Верные товарищи Никоарэ никогда еще не видели его в таком волнении, как в ту ночь с четырнадцатого на пятнадцатое декабря. Сразу кончилось его хмурое молчанье. Снова жизнь обрела для него цену.

Служители проводили господаря в Малую дворцовую палату. Зажгли двенадцать свечей в свисавшей с потолка люстре. Никоарэ опустился в кресло; при нем пока находились лишь Иле и Копье.

Ночную тишину нарушило пение старых петухов, хрипло перекликавшихся на господарском дворе.

— Это петухи Княжны[68], заметил Иле Карайман.

Подкова усмехнулся и сказал вполголоса, скорее самому себе: — Вот еще одна незыблемая основа власти в Молдове.

Оба верных друга Водэ недоуменно переглянулись, не понимая смысла этих слов Никоарэ.

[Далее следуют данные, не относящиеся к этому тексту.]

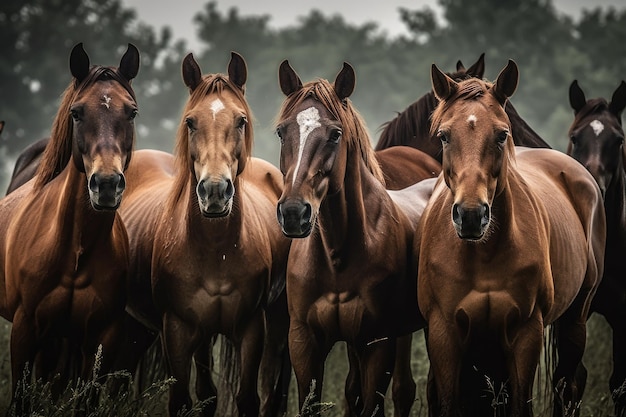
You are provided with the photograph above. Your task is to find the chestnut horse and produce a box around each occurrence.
[567,81,626,416]
[276,61,438,416]
[375,53,550,163]
[120,52,290,416]
[0,44,139,406]
[415,61,606,416]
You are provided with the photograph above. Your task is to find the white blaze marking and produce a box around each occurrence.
[589,120,604,136]
[291,107,321,184]
[211,98,226,120]
[100,94,111,109]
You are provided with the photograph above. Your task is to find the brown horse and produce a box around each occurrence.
[415,61,606,416]
[375,53,550,163]
[121,53,290,416]
[567,81,626,416]
[276,61,432,416]
[0,44,139,406]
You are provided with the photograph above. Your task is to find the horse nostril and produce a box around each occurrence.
[224,178,235,200]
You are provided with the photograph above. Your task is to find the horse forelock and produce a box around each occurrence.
[34,65,136,189]
[170,73,254,205]
[278,79,384,184]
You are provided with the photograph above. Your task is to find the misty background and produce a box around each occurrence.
[0,0,626,190]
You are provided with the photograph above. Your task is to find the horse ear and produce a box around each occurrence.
[335,62,356,100]
[278,59,302,96]
[118,43,139,81]
[430,64,458,101]
[70,42,89,83]
[183,52,202,93]
[228,51,248,91]
[465,52,485,80]
[609,81,626,118]
[493,59,519,106]
[569,80,587,114]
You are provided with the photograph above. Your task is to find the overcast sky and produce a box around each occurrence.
[122,0,626,50]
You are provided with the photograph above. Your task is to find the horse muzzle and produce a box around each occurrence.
[452,204,491,240]
[276,200,313,238]
[196,178,235,218]
[88,173,126,211]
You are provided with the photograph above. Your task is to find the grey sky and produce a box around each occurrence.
[122,0,626,50]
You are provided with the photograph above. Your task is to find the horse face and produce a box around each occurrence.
[433,61,517,240]
[184,90,248,218]
[567,81,626,198]
[71,80,137,210]
[70,44,139,210]
[277,98,346,238]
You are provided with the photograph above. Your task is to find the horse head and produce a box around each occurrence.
[276,60,356,238]
[567,80,626,197]
[431,61,519,240]
[177,52,253,218]
[68,43,139,210]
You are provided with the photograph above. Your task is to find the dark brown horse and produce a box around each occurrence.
[375,54,550,163]
[121,53,290,416]
[567,81,626,417]
[415,61,606,416]
[276,61,438,416]
[0,44,139,406]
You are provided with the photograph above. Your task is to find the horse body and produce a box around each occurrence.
[0,44,139,407]
[277,61,422,416]
[121,53,289,416]
[567,81,626,416]
[416,61,606,416]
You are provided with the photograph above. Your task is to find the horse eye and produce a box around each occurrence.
[237,116,248,129]
[328,129,343,143]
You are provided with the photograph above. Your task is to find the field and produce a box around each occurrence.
[0,315,613,417]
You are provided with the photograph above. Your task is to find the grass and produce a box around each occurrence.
[0,315,613,417]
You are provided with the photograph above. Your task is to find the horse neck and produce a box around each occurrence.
[318,150,378,252]
[53,159,116,248]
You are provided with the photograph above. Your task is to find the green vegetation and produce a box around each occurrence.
[0,0,626,417]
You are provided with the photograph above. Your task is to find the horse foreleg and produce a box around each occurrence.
[161,313,198,417]
[391,334,417,417]
[235,311,265,417]
[344,344,363,417]
[358,338,396,417]
[289,317,330,417]
[193,337,217,417]
[259,292,291,417]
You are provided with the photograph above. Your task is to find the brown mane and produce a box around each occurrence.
[278,78,384,184]
[33,65,135,190]
[168,74,254,207]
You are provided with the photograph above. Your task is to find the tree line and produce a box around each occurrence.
[0,0,626,187]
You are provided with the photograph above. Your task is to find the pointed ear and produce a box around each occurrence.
[183,53,202,93]
[430,64,459,101]
[335,62,356,100]
[278,59,302,96]
[609,81,626,119]
[569,80,587,114]
[117,43,139,82]
[465,52,485,80]
[492,59,519,106]
[70,42,89,84]
[228,51,248,91]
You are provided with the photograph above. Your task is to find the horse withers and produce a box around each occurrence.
[415,61,606,416]
[567,80,626,417]
[0,44,139,414]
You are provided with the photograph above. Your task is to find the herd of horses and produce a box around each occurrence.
[0,44,626,417]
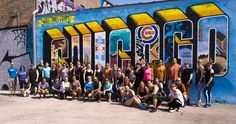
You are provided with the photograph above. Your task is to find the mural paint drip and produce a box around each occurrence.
[95,32,106,67]
[34,0,236,103]
[135,25,160,63]
[35,3,228,76]
[37,0,84,14]
[197,15,228,74]
[0,27,31,88]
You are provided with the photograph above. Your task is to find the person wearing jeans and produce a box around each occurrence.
[168,83,184,112]
[195,60,204,106]
[204,63,214,108]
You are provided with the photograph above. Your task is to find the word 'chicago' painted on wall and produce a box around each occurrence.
[38,3,229,76]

— Было восемнадцать петухов, — пояснил Иле. — Шестерых прирезали для твоих обедов, государь.

— Теперь понимаю, отчего мне так трудно было угрызть их мясо, улыбнулся Никоарэ. — Верно, они ровесники своей хозяйке.

Старый служитель дед Арвинте покачал головой.

— Славный государь, — осмелился он сказать, — эти дьяволовы трубачи каждую ночь зовут Кяжну. Нехорошо выйдет, коли не прирежем всех. Один останется, так и тот будет звать ее обратно из могилы. В княжение Иона Водэ, упокой, Господи, его душу, собирались привезти немецких мастеров из Голландии да установить часы на башне.

— Время проходит и прогоняет нас и без часов, — мягко улыбнулся служителю Подкова.

Такие слова испугали деда Арвинте, и он умолк, стоя у дверного косяка. Слух его, привыкший ко всем звукам и отголоскам, раздававшимся под сводами дворцовых покоев, раньше других уловил шум приближавшихся шагов.

— Идут… — прошептал он.

— Старик, — снова проговорил Никоарэ, задумчиво глядя на служителя, я, кажется, знаю тебя.

— Верно, государь. Служил я усопшему Иону Водэ, а потом постельничий господаря Петру прогнал меня. Теперь же я сам, по своему почину пришел. Стоять буду у дверей твоей светлости. А насчет петухов Кяжны я и раньше говорил — еще когда княжил Ион Водэ, милостивый к бедному люду. Да, еще тогда я говорил, чтоб их всех прирезали.